Hello,
I am upgrading my home network setup which is driven currently by Hex S to “above 1Gig” WAN connection. My ISP supports RB5009UG and provides appropiate SFP module which leaves me with one 2,5Gbit port on my router.
I have two devices on which I would like to have 2,5Gbit connectivity (PC+NAS) and I wonder if it would be possible to use 2,5Gbit USB LAN adapter? USB3.0 port should provide suffice bandwith, but the question remains about particular card support. Did someone tested such setup? Are there some cards that are known to be working?
Already existing materials are rather outdated, going as far as ROS6 and mentioning only 100/1G adapters. I would rather want to avoid bonding two or more 1G LAN connections.
I bought Chateau Pro AX not realizing it has no 2.5Gb port (what a mistake, I didn’t even think that it is possible for wifi6 router). So I have the same question.
How does it help? There will be still only 1Gb ports on Chateau.
Currently I’m bonding (wasting) 3x 2.5Gb ports on CRS310-8G+2S+IN to 3x 1Gb on Chateau just to get 2.4Gbps by iperf
USB 2.5Gb eth is the only option to use Chateau’s wifi6 potential.
I have few 1Gbps Realteks which are simply working and new ethernet interface is added. All what should be needed is to add 2.5Gbps Realtek FW to .npk. If there is recent enough kernel used by mikrotik indeed.
maybe for driver reason and because, it’s an appliance, a commercial product with it’s specs and a limited usb port usage ; this allow mkt hardware/software to be stable and controller
x86 is more open but maybe more unstable due to lot of external factor independant of mkt team.

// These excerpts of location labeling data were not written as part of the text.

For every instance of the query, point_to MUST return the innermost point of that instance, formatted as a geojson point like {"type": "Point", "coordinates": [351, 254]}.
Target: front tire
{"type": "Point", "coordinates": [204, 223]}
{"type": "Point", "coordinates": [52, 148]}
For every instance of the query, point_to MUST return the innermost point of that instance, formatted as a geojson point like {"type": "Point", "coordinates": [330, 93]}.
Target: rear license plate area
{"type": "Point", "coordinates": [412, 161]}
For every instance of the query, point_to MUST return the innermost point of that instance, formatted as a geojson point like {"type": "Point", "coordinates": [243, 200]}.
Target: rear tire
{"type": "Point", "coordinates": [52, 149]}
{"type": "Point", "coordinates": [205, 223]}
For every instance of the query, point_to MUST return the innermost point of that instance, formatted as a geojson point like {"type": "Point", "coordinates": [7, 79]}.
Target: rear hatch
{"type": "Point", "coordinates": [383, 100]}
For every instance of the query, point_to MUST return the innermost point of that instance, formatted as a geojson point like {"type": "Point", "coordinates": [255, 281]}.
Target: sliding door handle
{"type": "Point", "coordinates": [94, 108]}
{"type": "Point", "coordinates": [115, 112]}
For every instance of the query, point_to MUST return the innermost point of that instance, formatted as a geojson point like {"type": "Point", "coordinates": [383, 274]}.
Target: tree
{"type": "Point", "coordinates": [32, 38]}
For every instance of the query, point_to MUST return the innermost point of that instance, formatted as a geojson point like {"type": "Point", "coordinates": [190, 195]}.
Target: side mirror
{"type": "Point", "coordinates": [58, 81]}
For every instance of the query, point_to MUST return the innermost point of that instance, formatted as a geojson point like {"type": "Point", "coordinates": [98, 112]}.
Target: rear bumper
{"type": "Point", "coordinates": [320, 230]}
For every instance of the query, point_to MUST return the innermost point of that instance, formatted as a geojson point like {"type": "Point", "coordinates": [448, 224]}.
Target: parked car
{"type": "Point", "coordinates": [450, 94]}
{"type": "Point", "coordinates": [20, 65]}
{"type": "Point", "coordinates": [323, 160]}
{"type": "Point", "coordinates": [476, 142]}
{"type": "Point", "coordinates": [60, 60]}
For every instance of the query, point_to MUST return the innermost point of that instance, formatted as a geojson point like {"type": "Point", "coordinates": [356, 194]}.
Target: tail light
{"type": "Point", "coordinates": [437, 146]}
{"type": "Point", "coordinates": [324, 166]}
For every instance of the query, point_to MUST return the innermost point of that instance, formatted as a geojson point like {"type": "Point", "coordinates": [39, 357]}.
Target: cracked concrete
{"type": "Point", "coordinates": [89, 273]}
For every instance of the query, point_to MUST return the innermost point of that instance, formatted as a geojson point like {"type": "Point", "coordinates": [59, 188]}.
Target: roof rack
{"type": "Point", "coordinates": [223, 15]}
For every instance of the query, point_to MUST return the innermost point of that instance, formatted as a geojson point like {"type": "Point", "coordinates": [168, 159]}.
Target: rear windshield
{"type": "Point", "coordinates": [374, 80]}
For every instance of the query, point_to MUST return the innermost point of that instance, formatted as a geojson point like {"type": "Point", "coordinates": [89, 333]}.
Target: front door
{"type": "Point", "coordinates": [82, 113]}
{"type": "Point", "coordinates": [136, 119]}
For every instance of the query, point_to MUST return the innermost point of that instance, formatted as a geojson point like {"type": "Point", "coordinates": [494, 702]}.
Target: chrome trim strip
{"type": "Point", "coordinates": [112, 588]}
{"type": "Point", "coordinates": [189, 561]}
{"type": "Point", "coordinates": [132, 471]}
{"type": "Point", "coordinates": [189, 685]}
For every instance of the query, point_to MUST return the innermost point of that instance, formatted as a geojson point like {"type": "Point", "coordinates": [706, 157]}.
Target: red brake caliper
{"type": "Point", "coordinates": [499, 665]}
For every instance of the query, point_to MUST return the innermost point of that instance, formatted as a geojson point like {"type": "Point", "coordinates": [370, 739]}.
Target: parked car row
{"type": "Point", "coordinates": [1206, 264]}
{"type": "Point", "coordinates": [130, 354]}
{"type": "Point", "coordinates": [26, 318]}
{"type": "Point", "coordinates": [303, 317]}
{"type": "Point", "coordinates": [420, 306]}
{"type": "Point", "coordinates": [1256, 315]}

If anyone was still wanting an answer to this.
I have an RB5009. I had the same issue where I could not find a supported USB Ethernet adapter, usually either not turning up in the interface list, or not able to negotiate a link. It was solved easily, as I found “extra-nic-7.19.1-arm64.npk” extra drivers in the all packages directory of latest RouterOS. All ok and tested well. Usually this is for x86 hardware needing additional NIC support. However, it also worked on RB5001 (arm64). In this case a AX88179 USB Ethernet chip. Likely work for many more.
I think it’s not the RB5009 who doesn’t support USB network devices, but the OS. Instead of x86 where compilated drivers are provided by kernel/manufacturer, here, we’re not on a standard platform (ok its arm64) maybe the driver don’t exist.
And on x86, mikrotik don’t provide the hardware, so they can accept multiples hardwares/devs… in case of appliance, it’s different and normal than mikrotik to not permit anything.
It’s just a a different CPU architecture. In Linux, drivers are (mostly) the same across architectures. RouterOS x86 and ARM64 CHR are both available to be installed on generic hardware (you can buy ARM64 PC’s or make your own if you want).